Charleston Business Journal > January 24, 2005 > News
Chicken prices: Gradually coming back to Earth

By John Friel
Contributing Writer

The lifting of China’s ban on poultry imports from the United States is the latest development in a roller coaster few years for the South Carolina poultry industry, and for those industries affected by poultry prices.

 

In recent times the sector has been rocked by the effects of the outbreak of avian flu, the subsequent international trade bans, volatility in the raw material costs of production including feed costs, and dramatic swings in price of the end product.

 

South Carolina is active in the production of broiler chicken, and the health of the industry plays an important role in the state’s economy. Charleston is an important export location for chicken meat, and fluctuations in the price of poultry have a direct effect on profit margins on the city’s restaurant trade.

 

Production and sales

Broilers are South Carolina’s top agricultural commodity, and accounted for 23.7% of state total farm receipts in 2003. The next four included products from greenhouses and nurseries, turkeys, tobacco and cattle.

 

This directly affects Charleston, since the poultry and products sector was the second largest agricultural export of the state, with $50.1 million of product exported in 2003. Only the tobacco sector exported more than this, though poultry exports comfortably exceeded those of wheat, soybeans and cotton, according to the U.S. Department of Agriculture.

 

Trade bans are significant, because a buoyant export market has driven the poultry industry’s long-term growth.
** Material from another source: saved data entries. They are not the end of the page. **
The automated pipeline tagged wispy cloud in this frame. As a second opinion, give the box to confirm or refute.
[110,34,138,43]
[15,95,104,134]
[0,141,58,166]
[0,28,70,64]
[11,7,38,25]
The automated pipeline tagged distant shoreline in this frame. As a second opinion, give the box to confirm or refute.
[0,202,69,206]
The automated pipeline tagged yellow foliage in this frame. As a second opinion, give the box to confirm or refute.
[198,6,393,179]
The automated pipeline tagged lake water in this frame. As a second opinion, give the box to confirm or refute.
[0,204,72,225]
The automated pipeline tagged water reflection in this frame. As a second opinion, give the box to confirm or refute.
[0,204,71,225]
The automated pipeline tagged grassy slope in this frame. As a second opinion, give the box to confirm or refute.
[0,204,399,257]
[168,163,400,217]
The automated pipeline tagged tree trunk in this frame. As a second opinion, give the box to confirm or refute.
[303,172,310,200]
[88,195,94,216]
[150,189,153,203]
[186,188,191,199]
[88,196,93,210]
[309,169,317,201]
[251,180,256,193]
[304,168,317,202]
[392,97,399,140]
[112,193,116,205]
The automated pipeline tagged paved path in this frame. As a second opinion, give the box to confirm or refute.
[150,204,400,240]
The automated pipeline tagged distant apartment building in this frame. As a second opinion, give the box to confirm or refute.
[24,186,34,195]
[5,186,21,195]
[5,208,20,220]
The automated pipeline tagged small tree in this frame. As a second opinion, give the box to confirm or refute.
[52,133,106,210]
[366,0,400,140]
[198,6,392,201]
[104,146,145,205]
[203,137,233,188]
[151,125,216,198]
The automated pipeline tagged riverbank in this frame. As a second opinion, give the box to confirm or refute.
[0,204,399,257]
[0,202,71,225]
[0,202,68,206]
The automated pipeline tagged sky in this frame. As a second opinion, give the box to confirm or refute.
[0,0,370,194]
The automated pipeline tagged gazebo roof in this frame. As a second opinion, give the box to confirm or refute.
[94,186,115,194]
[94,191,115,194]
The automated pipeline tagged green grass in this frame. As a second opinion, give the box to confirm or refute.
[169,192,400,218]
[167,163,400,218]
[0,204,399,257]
Poultry is central to the operations of New Orleans Cold Storage and Warehousing Ltd., which has a presence in Charleston. 

 

According to Mark Blanchard, the company’s executive vice president, poultry accounts for around 60% of the firm’s business. 

 

The export of the meat has proved to be an excellent outlet for domestically undervalued chicken parts such as dark meat. The recent trade ban has affected sales.

 

“The increases in the company’s domestic chicken segment sales volumes for the 12 months of fiscal 2004 were partially offset by decreased international sales volumes due to import restrictions by various countries caused by the avian influenza outbreaks in the United States,” according to Tyson Foods Inc.’s fourth quarter and 2004 fiscal year results.

 

This cuts both ways however, as the poultry industry has benefited indirectly from cases of Mad Cow disease in beef.

 

The consequences of the discovery of avian flu in certain states, such as Delaware, have been widespread. Many countries imposed state-specific or, in the more extreme cases, national import bans on U.S. poultry. Currently, some have been lifted, but some still remain. China, for example, has recently announced that poultry produced after Nov. 9 will be allowed into the country.

 

Price forecasts

In addition to trade bans, dramatic swings in the price of poultry meat have been a key feature in the industry. In the Dec. 16 edition of “Livestock, Dairy and Poultry Outlook,” the USDA remarks, “With increases in production and growing amounts of product in cold storage, domestic broiler prices have declined. The November 12-city average for whole broilers was 68.1 cents [per] pound. This was still up 6 percent from the previous year, but prices have fallen around 14 cents a pound from where they were in June.”

 

An indication as to the shift in profitability, the USDA calculates the spread between the wholesale and retail broiler prices to have risen to 103.9 cents per retail pound, up from 75.6 cents in June 2004. They expect the 12-city broiler price to remain in the range of 70-75 cents per pound next year.

 

The restaurant trade

In the restaurant business, unlike the export business, it’s profit margins that get hit, rather than sales. Restaurants typically don’t change their prices in response to variations in the price of the product they buy, and instead absorb the difference in their earnings.

 

“It’s like any other product we buy,” says Tom Sponseller, president of the Hospitality Association of South Carolina. “It affects the profitability of each restaurant, depending on how much chicken they sell.”

 

Short-term fluctuations in the price of poultry are particularly unpleasant to restaurateurs since chicken now features so heavily in the American diet. Over the last 20 years, many consumers for health reasons have eaten chicken at the expense of red meat.

 

But some businesses are affected more, and some less, than others. “A lot [of restaurants] buy just the breast, but we always buy the whole chicken,” says Francois Rivalain, who owns Coco’s Café in Mount Pleasant. This brings down his cost of purchasing the meat. According to Rivalain, some restaurants have had trouble getting (chicken) breast meat. 

 

The higher prices came at an unfortunate time for the restaurant trade, since chicken was very much in demand, the consumer was put off beef by Mad Cow disease, and there was widespread concern over the price effects of a proposed tariff on shrimp from China and Vietnam.

 

But the price of chicken has now settled down, and if the USDA is right in their predictions, it will remain at more manageable levels for some time.